Today many of us look toward a weekend as a time of respite from our employed work. A time to recharge for the start of the work week on Monday. We follow the Third Commandment of keeping the Sabbath holy by attending a vigil or Sunday Mass. For various reasons, however, after our Mass attendance, the rest of our Sundays look like most of our Saturdays: chores, errands, not enough downtime, not enough prayer. We know though in our hearts that attending Mass is not enough to mark the Sabbath!
Except for a smattering of restrictions around the country, gone are the days of Blue Laws that restricted Sunday activities, such as shopping, buying alcohol or playing Major League baseball, to ensure our then-Christian society kept holy the Sabbath. Tons of folks work on Sundays now, those who protect and heal us and those who entertain us with sports. Amid our post-Christian society that is plugged into information 24/7 keeping the Sabbath is a challenge.

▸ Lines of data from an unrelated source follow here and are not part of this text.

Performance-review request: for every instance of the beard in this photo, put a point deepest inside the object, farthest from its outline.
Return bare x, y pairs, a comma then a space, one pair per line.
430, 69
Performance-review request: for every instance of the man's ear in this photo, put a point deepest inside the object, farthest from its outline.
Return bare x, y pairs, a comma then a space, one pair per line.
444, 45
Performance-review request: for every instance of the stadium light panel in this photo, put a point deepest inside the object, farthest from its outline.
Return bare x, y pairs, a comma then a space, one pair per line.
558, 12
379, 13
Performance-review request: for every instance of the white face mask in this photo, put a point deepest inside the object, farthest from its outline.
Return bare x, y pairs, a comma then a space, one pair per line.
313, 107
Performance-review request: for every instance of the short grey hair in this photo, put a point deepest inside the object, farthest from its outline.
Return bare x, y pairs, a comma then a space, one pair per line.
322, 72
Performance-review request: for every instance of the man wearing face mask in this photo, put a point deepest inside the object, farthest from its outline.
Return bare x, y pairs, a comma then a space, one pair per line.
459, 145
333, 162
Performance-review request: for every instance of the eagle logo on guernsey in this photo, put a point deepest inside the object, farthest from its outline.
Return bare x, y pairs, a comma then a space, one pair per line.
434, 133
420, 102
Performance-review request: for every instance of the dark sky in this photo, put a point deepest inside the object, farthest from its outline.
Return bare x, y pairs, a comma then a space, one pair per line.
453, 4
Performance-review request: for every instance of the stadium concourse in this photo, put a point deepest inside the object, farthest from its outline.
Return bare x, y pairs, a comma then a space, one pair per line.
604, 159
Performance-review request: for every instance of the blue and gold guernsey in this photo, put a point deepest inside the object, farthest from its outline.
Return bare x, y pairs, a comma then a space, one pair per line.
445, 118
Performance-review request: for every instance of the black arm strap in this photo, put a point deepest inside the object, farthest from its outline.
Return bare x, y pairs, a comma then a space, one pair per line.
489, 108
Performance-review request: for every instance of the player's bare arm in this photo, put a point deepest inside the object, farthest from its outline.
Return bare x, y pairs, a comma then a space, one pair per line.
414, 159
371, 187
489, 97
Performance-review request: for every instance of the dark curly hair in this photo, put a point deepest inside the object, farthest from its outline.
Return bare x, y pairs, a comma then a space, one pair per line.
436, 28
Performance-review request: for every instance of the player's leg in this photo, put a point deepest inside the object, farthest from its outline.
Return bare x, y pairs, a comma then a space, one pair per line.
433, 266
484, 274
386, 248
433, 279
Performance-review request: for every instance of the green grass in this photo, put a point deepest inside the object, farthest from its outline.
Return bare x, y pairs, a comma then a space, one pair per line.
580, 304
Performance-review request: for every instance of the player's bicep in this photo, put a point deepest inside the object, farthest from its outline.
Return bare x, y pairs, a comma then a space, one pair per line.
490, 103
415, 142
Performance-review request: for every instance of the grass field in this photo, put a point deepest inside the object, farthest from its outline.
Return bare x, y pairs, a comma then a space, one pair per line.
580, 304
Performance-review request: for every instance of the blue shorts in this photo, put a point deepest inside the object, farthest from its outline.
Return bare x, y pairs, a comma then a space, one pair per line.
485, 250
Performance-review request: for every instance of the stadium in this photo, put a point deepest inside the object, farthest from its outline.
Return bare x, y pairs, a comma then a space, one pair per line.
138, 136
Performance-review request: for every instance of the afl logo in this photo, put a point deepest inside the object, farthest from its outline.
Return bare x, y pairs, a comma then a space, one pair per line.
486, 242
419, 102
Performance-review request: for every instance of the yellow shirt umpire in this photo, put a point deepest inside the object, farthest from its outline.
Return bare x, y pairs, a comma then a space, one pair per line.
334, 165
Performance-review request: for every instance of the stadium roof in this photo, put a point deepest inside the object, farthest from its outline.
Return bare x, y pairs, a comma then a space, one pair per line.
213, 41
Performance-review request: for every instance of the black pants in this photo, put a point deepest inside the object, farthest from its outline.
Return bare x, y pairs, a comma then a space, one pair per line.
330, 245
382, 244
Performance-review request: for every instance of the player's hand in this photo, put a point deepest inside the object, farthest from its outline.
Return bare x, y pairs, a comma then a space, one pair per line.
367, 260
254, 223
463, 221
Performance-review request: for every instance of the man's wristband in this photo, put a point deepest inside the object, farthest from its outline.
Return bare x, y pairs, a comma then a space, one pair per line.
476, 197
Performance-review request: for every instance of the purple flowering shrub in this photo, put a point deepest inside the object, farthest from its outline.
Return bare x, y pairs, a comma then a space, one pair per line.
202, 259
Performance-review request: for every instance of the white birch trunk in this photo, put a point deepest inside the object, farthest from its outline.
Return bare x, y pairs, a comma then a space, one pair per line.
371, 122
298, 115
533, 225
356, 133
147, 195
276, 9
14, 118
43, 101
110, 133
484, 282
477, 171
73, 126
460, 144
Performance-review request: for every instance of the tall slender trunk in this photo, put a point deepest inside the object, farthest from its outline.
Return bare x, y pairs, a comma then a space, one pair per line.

Yet we have the thundering words of God: “Remember the sabbath day—keep it holy. Six days you may labor and do all your work, but the seventh day is a sabbath of the LORD your God,” (Exodus 20:8-10).
Later in Exodus, God explains one purpose of the Sabbath is “to be the sign between you and me throughout the generations, to show that it is I, the LORD, who make you holy” (Exodus 31:13).
Why are so many of us so bad at keeping the Sabbath? I propose that we have forgotten that we are holy. We have forgotten that it is God who made us holy.
In a recent article on Aleteia.org, writer Daniel Esparza shares that in the City of God, St. Augustine wrote, “The love of truth seeks holy leisure; the necessity of love undertakes just work.” Esparza continues: “The Latin is even sharper: otium sanctum — holy leisure. Not mere idleness, not a collapse of exhaustion, but a quality of
rest that is oriented toward something, that has a shape and a purpose. Augustine’s point is that rest is not the absence of work. It is work’s destination.”
The purpose of Sabbath is ultimately to stand in rest and remember that we are holy and that God has made us holy. We reconnect with holiness. How this changes things! We do not have to worry about doing Sabbath rightly, about achieving the right end or correct result. We sit with holiness — the holiness of God and the holiness that God calls us to.
How different would we be, would our families be, would our churches be, if we rested in the truth of holiness weekly?
This can be done in small and age-appropriate ways.
Singles or newly married couples could visit each Sunday a 24/7 adoration chapel. Families with small children could have quiet reading time with Sunday-only children’s books that focus on faith and morality. Families with teens could have lengthened family prayer. Families with littles could have a Sunday-only prayer space of a special blanket, darkened room, and battery-operated candles. Empty nesters could pray for family from afar followed by Zoom calls — or pray on the Zoom.
Anyone can reserve Sunday for a movie on Formed.org or for praying the Liturgy of the Hours. Anyone can bring silence into the day — a disconnect from noise and electronics.
Keeping the Sabbath is good for our souls, good for our marriages, and good for our families. If you feel you need to improve keeping the Sabbath, start small and allow the practice to grow through inspiration of the Holy Spirit.
Importantly, be not concerned with achieving a right result. Instead remember that we are holy and God made us holy. And, as St. Augustine wrote in Confessions, “our hearts are restless until they rest in You” (1,1.5).